1)漏洩した国家秘密が、政府や政府との契約者が犯している間違った行為(wrong doing)に関する場合 
 
2)政府やその契約者の過ちを適正に調査する機関がない場合や、内部告発によって過ちを犯した政府やその契約者が証拠隠滅を図る可能性がある場合、さらに告発された者らが内部告発者や第三者に対して報復手段を講じる可能性があるとき 
 
3)漏洩された秘密が、政府やその契約者が犯した誤りを立証するために適切な量と内容であった場合(筆者注:つまり、必要以上の膨大な情報の漏洩、あるいは内部告発の内容に関係しない情報の漏洩については原則的には認めないということのようだ) 
 
4)内部告発者が国家秘密を漏洩することによって得られる公共の利益の方が、公共に与える害よりも大きいと信じるにいたる合理的な理由があった場合」 
 
  2011年に専門家を交えたこの国際会議が始まり、50の基本原則が今年6月に採択された。時期的にはウィキリークスによる国家秘密の大量漏洩事件が世界にインパクトを与えた時期と重なっている。彼らを国がどう処罰するのか、しないのか、について世界の注目が集まっている時期だった。背景には大量秘密の暴露を可能とした情報のデジタル化、インターネット社会化がある。 
 
  オープンソサイアティ財団によると、ツワネ原則においては上記のように内部告発者を守るための4つの原則を掲げた。ウィキリークスとの関わりで言えば特筆すべきは3つめの項目の、漏洩する量・内容が適切かどうか、ということだろう。必要以上に莫大な量のデータを公開して、その中から、マスメディアが興味深い情報をつまみ食い的に抜き出して報じる、という手法が問われているのである。この意味で漏洩された情報を入手したメディアもまたツワネ原則を無視することができないはずである。メディアも内部告発者による情報漏洩が何を目的にしたもので、つまり、そこに(漏洩による損害を上回る)どんな公益があるかを判断する責務がある。
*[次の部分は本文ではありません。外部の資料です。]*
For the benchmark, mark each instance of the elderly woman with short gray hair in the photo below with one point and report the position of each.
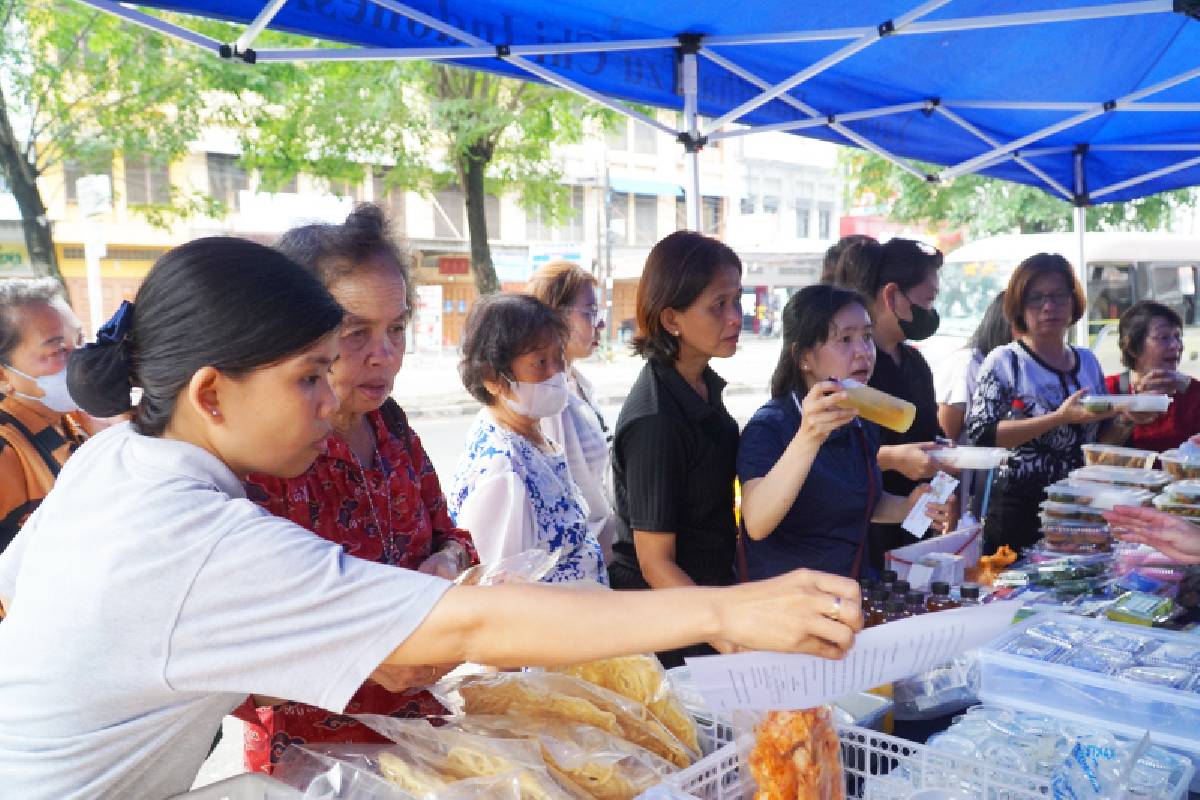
(39, 429)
報じられる内容もそこから外れることは許されないだろう。 
 
  ただし、オープンソサイアティ財団はこう続けている。 
 
Even if the disclosure does not meet the above four criteria, the Principles recommend that the whistleblower should not be punished so long as the public interest in disclosure outweighs the public interest in keeping the information secret. To the extent that a country does have laws that criminalize disclosure to the public of classified information, any punishment should be proportionate to the harm actually caused.’ 
 
  「ただし、情報漏洩が4つの範疇に当てはまらなかったとしても、内部告発のよって公衆が得られる利益が秘密にされた場合の損失よりも大きかった場合はツワネ原則の精神に照らして内部告発者を守るべきである。国が国家秘密の情報漏洩を処罰する法律を有する場合のおいては、実際に生じた損害に応じた適切な処罰であるべきである」 
 
  つまり、先ほどの4つの範疇に適合しなくても、内部告発による公衆の利益と損失を計りにかけて、利益が大きい場合は内部告発者は守られるべきであるとしているのである。これはウィキリークスの場合でも、先ほどの量・中身の問題のように実際にどれだけの量・中身が適切かは内部告発者自身も正確に把握するのが難しいであろうからだ。このあたりは具体的にケースバイケースで考えるしかないだろう。 
 
  ウィキリークスによる内部告発が話題になって以来、その手法が必ずや秘密を守ろうとする側の反動を生むだろうと筆者は考えてきた。暴露する情報が何十万件という大量であることと、底引き網のような情報公開の手法からである。これはインターネット時代に顕著になってきた新たな状況である。その反動は最も告発の対象とされた米国においてのみでなく、その刃が米国の同盟国である日本にも飛んできたのだ。それが安倍政権の特定秘密保護法案だと筆者は考える。 
 
  しかし、安倍政権は内部告発者だけでなく、それを報じる市民・メディアも重罰に処することや、国家秘密の対象を軍事だけでなく、外交など幅広い分野に広げていることが注目に値する。しかも、そこには秘密が適正かどうかを厳密に審査する政府・国家から独立した監視機関もないためチェック機能がまったく期待できないことだ。政府の誤りを監視するためのチェック機関であるのに、政府や首相がチェックすればいいといった見当違いの主張すら出ているのである。さらに日本ではこれまででも司法の行政や立法に対するチェック機能が弱く、三権分立すら十分に達成できていなかった。また第四の権力であるマスメディアの1つ、日本最大の公共放送局にも安倍政権はその経営委員会の人事を通して強力に政治介入している。つまり、特定秘密保護法案はこれまでも多くの方々から指摘されてきたように1945年以来初めて迎える、日本の民主主義の最大の危機を起こしているのだ。 
 
 
■ウィキリークスの理想は?(2010年12月の筆者のブログから) 
http://www.nikkanberita.com/read.cgi?id=201012020048214 
 「非合法で入手した外交公電を大量に公表することは本当によいことなのだろうか。今回は米政府の外交情報だが、中国や日本、あるいは韓国や北朝鮮の外交公電がリークされた場合も、我々は肯定できるのだろうか。政治的な右とか左とかはこの際関係なく、である。 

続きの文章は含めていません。